Why did I name it "rss-..." instead of "atom-..."? I'm glad you asked! It's because I'm a moron. Next question.
Seriously, though, I was really inexperienced in web stuff when I started this site, so I was under the impression that "RSS" could be used to talk about both Atom feeds and RSS feeds. Like using "Band-Aid" to talk about adhesive bandages, even though Band-Aid is a brand name. I've realized that this is confusing, but I was stuck with the rss-timtimestim.xml
name.
I didn't think to update the name of the feed when I was fixing my other mistakes with the url structure, which seems to hint towards me having a smooth brain. Despite my cognitive disabilities, I've at least tried to fix as many of the mistakes as I could. It just so happens that the feed change is more vocal to the two people that use it.
That inexperience showed in some of the earlier entries in the old feed. Take a look at the first entry, to see what I'm talking about:
<entry>
<title>(blog) Incipient Insipid Instigation</title>
<link href="https://www.timtimestim.com/blog/incipient-insipid-instigation/"/>
<id>https://www.timtimestim.com/blog/incipient-insipid-instigation</id>
<updated>2020-02-01T15:00:00Z</updated>
<content>(~344 words) Tim tries to justify the existence of this blog. It doesn't work.</content>
</entry>
This is a pretty standard entry for the most part. The problem areas are in the <id>
tag and the <link>
tag.
The old linked were still being used from before the great website refactoring of 2020, since I wanted to maintain backwards compatibility. The old link still work, but I felt icky about linking to them anyways.
But the big issue is the <id>
tag. What that tag is supposed to look like is:
<id>urn:uuid:6ada145a-9cc9-4e36-8b23-ccf2395f2163</id>
As you can see, I couldn't have fucked up more badly. Well, I could have, but that's only because I wasn't being intentionally malicious with my feed. The point of the <id>
tag is to provide a unique identifier for the entry; this means using a uuid. But since termites have burrowed into my frontal lobe I wasn't able to pick up on this, even though everything from Wikipedia to the official standard documents tell you to use a uuid.
The straw that broke the camel's back was this blog post from nullprogram.com that talks about how horrible RSS is as a standard and how you're supposed to use a uuid with your Atom feeds. This angered the termites, who rioted until I sat down for an hour and fixed the issue.
The old feed was a Frankenstein's monster mishmash of properly done uuid's and old-style links and new-style links and badly done <id>
tags and a great deal of pain. Not to mention that the name of the file was misleading, long, and stupid.

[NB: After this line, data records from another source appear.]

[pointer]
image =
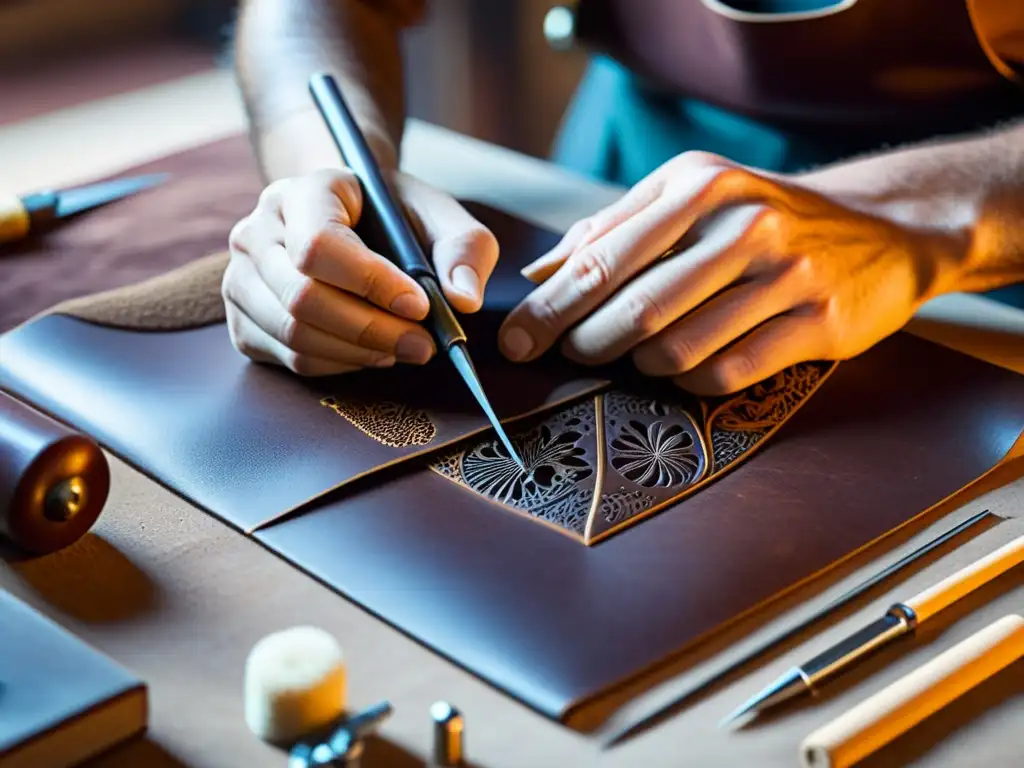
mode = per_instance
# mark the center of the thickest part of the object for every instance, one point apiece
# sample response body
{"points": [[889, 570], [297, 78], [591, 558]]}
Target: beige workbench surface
{"points": [[179, 598]]}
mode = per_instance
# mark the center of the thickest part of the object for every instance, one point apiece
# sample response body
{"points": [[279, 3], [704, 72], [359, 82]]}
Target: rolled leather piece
{"points": [[53, 481]]}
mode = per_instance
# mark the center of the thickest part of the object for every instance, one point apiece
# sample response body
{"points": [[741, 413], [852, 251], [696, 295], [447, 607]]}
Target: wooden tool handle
{"points": [[931, 601], [13, 218], [891, 712]]}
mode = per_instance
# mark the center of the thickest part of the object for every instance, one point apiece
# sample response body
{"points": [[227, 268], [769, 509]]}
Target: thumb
{"points": [[465, 252]]}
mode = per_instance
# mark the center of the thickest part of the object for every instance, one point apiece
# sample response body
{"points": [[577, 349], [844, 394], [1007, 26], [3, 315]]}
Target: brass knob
{"points": [[560, 27], [65, 500]]}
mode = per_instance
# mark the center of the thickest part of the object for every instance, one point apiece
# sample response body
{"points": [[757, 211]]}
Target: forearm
{"points": [[972, 188], [280, 44]]}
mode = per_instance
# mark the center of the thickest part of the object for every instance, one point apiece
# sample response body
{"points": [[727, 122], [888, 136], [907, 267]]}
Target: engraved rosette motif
{"points": [[595, 467]]}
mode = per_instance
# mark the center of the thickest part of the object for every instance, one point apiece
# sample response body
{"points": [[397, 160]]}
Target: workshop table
{"points": [[179, 598]]}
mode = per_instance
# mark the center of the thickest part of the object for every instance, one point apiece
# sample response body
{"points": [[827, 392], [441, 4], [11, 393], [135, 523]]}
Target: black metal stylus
{"points": [[408, 252]]}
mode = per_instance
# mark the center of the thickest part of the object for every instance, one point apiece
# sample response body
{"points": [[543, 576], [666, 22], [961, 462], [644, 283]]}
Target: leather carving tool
{"points": [[409, 253], [53, 481], [900, 620], [664, 712], [881, 719], [31, 214]]}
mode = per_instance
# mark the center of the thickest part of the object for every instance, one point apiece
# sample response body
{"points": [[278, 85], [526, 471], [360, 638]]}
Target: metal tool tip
{"points": [[739, 717]]}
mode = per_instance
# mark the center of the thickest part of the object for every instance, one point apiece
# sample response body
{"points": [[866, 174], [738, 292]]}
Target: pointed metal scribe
{"points": [[409, 254], [460, 356], [664, 712], [80, 199]]}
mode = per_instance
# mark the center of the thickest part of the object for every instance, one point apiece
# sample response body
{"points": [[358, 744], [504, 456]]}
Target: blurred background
{"points": [[479, 67]]}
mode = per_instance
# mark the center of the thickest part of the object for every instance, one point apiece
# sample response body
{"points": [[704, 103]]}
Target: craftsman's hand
{"points": [[776, 274], [303, 291]]}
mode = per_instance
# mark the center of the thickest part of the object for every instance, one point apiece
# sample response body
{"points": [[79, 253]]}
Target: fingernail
{"points": [[414, 348], [517, 343], [410, 305], [466, 281]]}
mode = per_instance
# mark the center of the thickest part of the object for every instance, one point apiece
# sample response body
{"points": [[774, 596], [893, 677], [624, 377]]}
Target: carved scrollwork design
{"points": [[658, 454], [597, 466], [389, 423]]}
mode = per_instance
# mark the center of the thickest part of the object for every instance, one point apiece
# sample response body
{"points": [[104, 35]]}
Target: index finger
{"points": [[323, 246], [587, 280]]}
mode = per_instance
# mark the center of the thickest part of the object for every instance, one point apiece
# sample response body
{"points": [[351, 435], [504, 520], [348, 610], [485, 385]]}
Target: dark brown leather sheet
{"points": [[508, 595], [473, 560]]}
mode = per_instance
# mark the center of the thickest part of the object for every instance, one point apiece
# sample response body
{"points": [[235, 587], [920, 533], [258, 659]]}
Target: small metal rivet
{"points": [[449, 734], [65, 500]]}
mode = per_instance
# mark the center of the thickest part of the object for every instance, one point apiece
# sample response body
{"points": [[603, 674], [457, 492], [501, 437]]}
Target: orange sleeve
{"points": [[999, 27]]}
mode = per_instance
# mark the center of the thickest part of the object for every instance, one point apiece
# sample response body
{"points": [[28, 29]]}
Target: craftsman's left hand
{"points": [[782, 274]]}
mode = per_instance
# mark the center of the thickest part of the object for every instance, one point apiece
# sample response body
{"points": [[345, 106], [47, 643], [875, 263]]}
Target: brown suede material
{"points": [[132, 241], [184, 298]]}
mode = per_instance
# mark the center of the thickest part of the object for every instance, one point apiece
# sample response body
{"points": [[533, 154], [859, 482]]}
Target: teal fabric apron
{"points": [[616, 130]]}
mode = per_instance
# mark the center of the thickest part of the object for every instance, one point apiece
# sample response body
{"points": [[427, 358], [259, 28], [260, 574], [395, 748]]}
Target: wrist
{"points": [[301, 143]]}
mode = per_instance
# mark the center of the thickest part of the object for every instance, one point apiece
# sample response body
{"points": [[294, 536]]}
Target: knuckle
{"points": [[480, 241], [271, 194], [804, 269], [643, 314], [239, 236], [374, 286], [698, 158], [299, 298], [297, 364], [682, 355], [307, 255], [371, 335], [735, 371], [290, 333], [545, 313], [591, 269]]}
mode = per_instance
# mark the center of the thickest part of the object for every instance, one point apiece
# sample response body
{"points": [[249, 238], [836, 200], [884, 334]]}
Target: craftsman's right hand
{"points": [[303, 291]]}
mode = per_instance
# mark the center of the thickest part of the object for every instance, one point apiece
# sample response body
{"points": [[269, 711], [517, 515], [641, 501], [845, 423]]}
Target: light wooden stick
{"points": [[893, 711]]}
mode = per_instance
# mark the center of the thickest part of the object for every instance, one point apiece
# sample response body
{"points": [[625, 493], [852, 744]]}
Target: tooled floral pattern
{"points": [[741, 422], [555, 465], [655, 450], [389, 423], [659, 454], [622, 505], [769, 402]]}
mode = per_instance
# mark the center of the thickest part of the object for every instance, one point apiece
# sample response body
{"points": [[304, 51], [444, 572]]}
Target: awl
{"points": [[407, 250]]}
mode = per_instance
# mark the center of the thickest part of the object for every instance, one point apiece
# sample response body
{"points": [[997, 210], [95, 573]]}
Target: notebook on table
{"points": [[61, 700]]}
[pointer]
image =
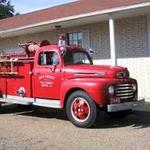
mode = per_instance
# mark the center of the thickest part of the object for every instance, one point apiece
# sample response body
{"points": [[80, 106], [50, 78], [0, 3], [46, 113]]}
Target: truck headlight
{"points": [[134, 87], [111, 90]]}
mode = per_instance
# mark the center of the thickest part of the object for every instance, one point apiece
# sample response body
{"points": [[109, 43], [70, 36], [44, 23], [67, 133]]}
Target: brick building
{"points": [[118, 31]]}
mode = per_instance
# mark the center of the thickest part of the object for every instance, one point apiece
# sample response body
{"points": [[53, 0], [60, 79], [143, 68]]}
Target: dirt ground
{"points": [[49, 129]]}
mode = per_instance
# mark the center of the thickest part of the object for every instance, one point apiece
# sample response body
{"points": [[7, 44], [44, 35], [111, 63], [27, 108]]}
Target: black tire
{"points": [[120, 114], [81, 110]]}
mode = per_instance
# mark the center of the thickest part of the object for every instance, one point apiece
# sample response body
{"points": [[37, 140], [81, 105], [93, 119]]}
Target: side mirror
{"points": [[91, 51], [54, 68]]}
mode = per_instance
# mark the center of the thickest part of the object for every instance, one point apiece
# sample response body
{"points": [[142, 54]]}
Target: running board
{"points": [[31, 101], [47, 103], [17, 100]]}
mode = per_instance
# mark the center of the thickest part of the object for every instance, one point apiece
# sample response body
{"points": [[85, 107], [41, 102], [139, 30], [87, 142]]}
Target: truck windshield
{"points": [[76, 57]]}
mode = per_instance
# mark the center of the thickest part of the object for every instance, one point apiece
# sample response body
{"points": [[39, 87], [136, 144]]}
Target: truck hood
{"points": [[95, 71]]}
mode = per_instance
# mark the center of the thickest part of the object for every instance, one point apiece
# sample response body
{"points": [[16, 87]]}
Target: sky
{"points": [[25, 6]]}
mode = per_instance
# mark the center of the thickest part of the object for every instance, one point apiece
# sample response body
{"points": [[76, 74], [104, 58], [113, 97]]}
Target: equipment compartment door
{"points": [[47, 76]]}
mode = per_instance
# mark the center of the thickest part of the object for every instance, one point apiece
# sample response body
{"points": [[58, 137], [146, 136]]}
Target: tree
{"points": [[6, 9]]}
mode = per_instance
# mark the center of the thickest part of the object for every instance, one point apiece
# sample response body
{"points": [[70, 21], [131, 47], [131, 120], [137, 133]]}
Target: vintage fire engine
{"points": [[60, 76]]}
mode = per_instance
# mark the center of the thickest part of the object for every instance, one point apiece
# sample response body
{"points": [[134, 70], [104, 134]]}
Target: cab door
{"points": [[47, 75]]}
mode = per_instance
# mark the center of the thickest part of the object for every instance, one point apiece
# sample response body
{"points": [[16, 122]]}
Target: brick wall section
{"points": [[131, 42]]}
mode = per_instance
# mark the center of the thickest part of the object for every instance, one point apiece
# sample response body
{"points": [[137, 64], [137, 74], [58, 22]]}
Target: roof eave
{"points": [[107, 12]]}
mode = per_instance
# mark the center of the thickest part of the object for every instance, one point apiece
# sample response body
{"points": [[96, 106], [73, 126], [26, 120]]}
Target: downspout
{"points": [[112, 41]]}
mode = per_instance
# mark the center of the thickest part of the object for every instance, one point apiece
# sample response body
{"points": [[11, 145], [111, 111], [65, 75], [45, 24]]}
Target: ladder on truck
{"points": [[11, 64]]}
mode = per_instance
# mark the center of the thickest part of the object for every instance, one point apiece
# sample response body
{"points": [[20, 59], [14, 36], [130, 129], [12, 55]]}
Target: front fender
{"points": [[95, 88]]}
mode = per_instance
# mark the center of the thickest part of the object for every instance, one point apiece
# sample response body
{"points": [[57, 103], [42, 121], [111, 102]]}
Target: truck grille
{"points": [[124, 91]]}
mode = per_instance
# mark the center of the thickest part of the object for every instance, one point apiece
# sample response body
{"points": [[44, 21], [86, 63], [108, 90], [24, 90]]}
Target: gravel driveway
{"points": [[48, 129]]}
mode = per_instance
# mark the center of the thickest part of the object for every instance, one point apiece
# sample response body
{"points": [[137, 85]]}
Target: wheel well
{"points": [[70, 92]]}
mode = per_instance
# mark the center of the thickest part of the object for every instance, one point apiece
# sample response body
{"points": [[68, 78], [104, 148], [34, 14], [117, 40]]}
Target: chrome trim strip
{"points": [[124, 106]]}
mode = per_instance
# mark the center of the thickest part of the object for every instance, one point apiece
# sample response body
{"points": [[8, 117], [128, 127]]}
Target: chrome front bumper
{"points": [[125, 106]]}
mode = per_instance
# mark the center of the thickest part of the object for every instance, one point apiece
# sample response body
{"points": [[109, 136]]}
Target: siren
{"points": [[62, 41]]}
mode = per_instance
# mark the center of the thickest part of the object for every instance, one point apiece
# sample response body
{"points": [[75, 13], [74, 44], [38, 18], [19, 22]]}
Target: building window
{"points": [[48, 58], [75, 38]]}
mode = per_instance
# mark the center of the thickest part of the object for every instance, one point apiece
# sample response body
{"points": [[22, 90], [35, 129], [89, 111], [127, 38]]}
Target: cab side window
{"points": [[48, 58]]}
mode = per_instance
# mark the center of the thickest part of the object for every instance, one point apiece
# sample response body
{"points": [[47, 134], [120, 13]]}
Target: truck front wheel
{"points": [[81, 109]]}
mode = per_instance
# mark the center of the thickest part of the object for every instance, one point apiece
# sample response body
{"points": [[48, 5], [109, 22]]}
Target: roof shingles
{"points": [[62, 11]]}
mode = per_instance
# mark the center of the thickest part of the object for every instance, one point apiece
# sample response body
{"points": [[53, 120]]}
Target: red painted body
{"points": [[57, 82]]}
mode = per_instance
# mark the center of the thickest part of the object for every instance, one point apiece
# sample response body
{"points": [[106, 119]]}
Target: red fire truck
{"points": [[59, 76]]}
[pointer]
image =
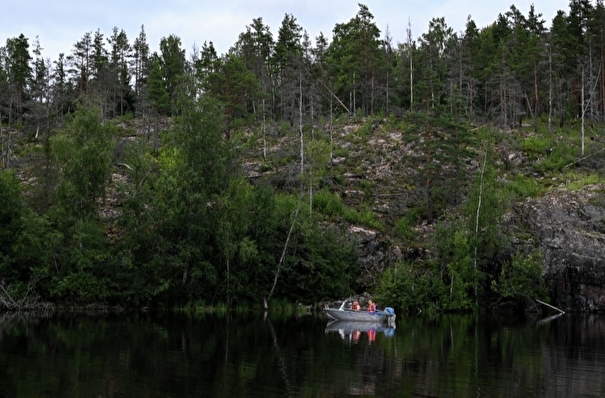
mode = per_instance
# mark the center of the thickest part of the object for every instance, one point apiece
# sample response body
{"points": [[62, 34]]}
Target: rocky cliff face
{"points": [[570, 227]]}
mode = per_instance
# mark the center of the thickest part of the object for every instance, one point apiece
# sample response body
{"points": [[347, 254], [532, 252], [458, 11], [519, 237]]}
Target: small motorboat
{"points": [[344, 313]]}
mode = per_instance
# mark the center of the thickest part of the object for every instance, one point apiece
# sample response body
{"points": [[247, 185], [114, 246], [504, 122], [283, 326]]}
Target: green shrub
{"points": [[524, 187], [578, 181], [328, 203], [536, 145]]}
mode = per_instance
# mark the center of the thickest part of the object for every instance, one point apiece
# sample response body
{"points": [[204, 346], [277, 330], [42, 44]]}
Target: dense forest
{"points": [[123, 179]]}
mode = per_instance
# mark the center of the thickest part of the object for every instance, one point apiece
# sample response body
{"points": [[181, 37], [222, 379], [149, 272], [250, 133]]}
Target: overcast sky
{"points": [[61, 23]]}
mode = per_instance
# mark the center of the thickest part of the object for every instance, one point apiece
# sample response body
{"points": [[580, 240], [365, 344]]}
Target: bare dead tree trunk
{"points": [[479, 212]]}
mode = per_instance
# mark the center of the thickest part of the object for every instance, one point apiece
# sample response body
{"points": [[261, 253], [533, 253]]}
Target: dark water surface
{"points": [[168, 355]]}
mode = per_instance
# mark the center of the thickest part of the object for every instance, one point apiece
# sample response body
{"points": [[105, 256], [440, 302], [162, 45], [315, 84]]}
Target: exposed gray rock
{"points": [[570, 227]]}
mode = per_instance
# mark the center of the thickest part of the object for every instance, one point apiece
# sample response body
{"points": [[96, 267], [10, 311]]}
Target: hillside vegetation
{"points": [[289, 172]]}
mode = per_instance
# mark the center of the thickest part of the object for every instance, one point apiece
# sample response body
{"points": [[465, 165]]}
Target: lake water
{"points": [[170, 355]]}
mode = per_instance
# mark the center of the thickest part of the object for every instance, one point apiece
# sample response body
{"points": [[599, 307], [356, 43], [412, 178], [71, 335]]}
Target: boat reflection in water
{"points": [[353, 331]]}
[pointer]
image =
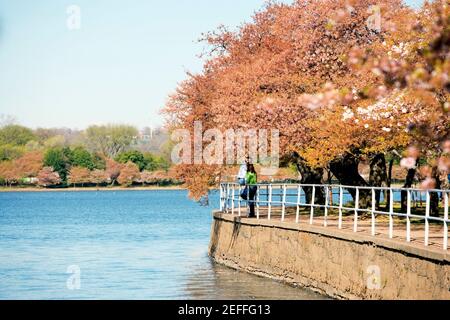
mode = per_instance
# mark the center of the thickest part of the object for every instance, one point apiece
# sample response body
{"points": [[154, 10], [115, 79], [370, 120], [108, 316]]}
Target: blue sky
{"points": [[119, 67]]}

Since I've updated the urls and the id's your feed is probably going to freak out. I consider that to be a "breaking change" so to speak, but a minor one that will only happen once. You don't have to update your link if you don't want to, since the old link is redirected to the new one.
I'm sorry for spamming and ruining your feed, but if my hunch is correct the only people who use this feed are me, the termites, and maybe one other person. This website isn't exactly the most popular web page on the internet, so I felt comfortable doing this minor inconvenience. The inner obsession I have with backwards compatibility forced me to warn you about it anyways.